Put the zip file in a dedicated "work" directory for this project - you'll need some room to breath.
Extract the zip file; I'll assume you extract it to a subdirectory called fimfarchive/.
Processing the Data
Flattening the Tree
First, you need to flatten the tree. This will take the EPUB folder from FimFArchive, and compact it down into a single directory of EPUB files. This makes dealing with the data easier for the other scripts.
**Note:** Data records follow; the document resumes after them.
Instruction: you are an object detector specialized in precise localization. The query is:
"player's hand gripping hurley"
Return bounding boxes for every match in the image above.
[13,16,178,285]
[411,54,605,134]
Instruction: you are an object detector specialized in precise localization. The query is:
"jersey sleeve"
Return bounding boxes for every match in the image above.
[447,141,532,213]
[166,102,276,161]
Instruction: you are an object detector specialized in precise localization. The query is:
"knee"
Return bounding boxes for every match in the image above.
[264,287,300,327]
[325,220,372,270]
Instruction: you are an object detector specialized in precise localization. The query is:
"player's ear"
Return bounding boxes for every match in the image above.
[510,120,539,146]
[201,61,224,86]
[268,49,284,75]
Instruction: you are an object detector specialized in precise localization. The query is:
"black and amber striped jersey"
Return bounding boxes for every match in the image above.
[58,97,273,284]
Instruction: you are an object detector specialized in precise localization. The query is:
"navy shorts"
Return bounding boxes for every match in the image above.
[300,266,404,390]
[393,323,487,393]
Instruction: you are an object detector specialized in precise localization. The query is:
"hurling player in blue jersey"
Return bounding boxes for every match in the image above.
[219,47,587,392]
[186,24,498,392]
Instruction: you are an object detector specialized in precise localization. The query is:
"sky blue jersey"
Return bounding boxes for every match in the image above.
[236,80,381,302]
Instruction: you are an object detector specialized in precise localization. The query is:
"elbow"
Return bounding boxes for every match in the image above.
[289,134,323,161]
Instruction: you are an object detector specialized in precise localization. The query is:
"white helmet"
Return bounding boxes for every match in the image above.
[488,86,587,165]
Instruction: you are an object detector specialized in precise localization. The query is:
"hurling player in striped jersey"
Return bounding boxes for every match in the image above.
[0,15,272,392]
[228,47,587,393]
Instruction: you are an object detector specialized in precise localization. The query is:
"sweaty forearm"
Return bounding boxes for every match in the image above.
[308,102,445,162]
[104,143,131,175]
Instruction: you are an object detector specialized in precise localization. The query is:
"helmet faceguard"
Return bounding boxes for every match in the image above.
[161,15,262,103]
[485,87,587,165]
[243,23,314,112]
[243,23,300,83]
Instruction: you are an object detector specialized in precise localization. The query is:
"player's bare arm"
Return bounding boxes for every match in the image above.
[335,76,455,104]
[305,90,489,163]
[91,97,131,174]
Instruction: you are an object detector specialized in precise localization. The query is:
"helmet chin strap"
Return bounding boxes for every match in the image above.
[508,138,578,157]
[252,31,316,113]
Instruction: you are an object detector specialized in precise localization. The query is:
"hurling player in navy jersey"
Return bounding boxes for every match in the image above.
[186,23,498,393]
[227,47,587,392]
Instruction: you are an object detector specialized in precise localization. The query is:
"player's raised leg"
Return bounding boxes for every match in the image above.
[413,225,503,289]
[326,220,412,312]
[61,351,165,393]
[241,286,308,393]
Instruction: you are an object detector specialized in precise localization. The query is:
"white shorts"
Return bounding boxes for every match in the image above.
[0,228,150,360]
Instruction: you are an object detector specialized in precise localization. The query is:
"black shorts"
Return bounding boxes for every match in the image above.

Run tools/compact_tree.py -i <epub dir> -o <flat output dir>. For example, tools/compact_tree.py -i fimfarchive/epub -o flat/. Wait a bit for it to run. This will double the disk space usage. Sorry.
Generating the CSV
Now we need to parse the index JSON and story EPUBs into CSV files that can be imported into SQL.
Run tools/parse_index.py -i <index file> -o <CSV output dir> -e <flat epub dir>. For example, tools/parse_index.py -i fimfarchive/index.json -o csv/ -e flat/.
Wait awhile. This can take anywhere from 15 minutes to an hour depending on how fast your CPU and hard drive are. Progress will be printed as it runs.
This is a potentially-lossy process because it converts the HTML in the EPUB files to Markdown, but I haven't experienced any issues with this.
Cleaning Up the CSV
For some reason, authors.csv always ends up with duplicate entries, which will anger PostgreSQL when we try to import the data. Run tools/remove_duplicate_ids.py csv/authors.csv csv/authors_dedup.csv to fix this.
Importing the Data
This is the least fun part. I hope to have a better system in place soon. These steps assume you have already set up the app's DB according to the above instructions.
There's an order you need to do this in; the order is the same as listed below. You will need to substitute the username and DB name for whatever you are using; the examples provided are the defaults. Stories will take a minute or two, and chapters will take forever, expect around 15 minutes. One of the steps (stories or chapters, I forget) may get angry about a null value in the word count column. Alter that column to make the default 0. It would be faster for me to write a migration to fix it than type this, but I'm lazy.
Tags
psql -h localhost -U foalfetch foalfetch_production -c 'COPY tags (id, name, old_id, type) FROM stdin WITH (FORMAT csv, ON_ERROR ignore)' < tags.csv
Authors
psql -h localhost -U foalfetch foalfetch_production -c 'COPY authors (id, name, num_blog_posts, num_followers, avatar, bio_html, date_joined) FROM stdin WITH (FORMAT csv, ON_ERROR ignore)' < authors_dedup.csv
Stories
psql -h localhost -U foalfetch foalfetch_production -c 'COPY stories (id, author_id, color, completion_status, content_rating, cover_image, date_published, date_updated, date_modified, description_html, num_comments, num_views, prequel, rating, short_description, title, total_num_views) FROM stdin WITH (FORMAT csv, ON_ERROR ignore)' < stories.csv
Taggings
psql -h localhost -U foalfetch foalfetch_production -c 'COPY story_taggings (story_id, tag_id) FROM stdin WITH (FORMAT csv, ON_ERROR ignore)' < taggings.csv
Chapters
psql -h localhost -U foalfetch foalfetch_production -c 'COPY chapters (id, story_id, number, date_published, date_modified, num_views, title, body) FROM stdin WITH (FORMAT csv, ON_ERROR ignore)' < chapters.csv
Finishing Up
Open up a Rails console, and do Story.__elasticsearch__.import(force: true). This indexes all the stories into ElasticSearch; it may take a while.
After that, run RecountWordsJob.perform_now. This fills in all the word counts for all the stories and chapters. This will also take a while.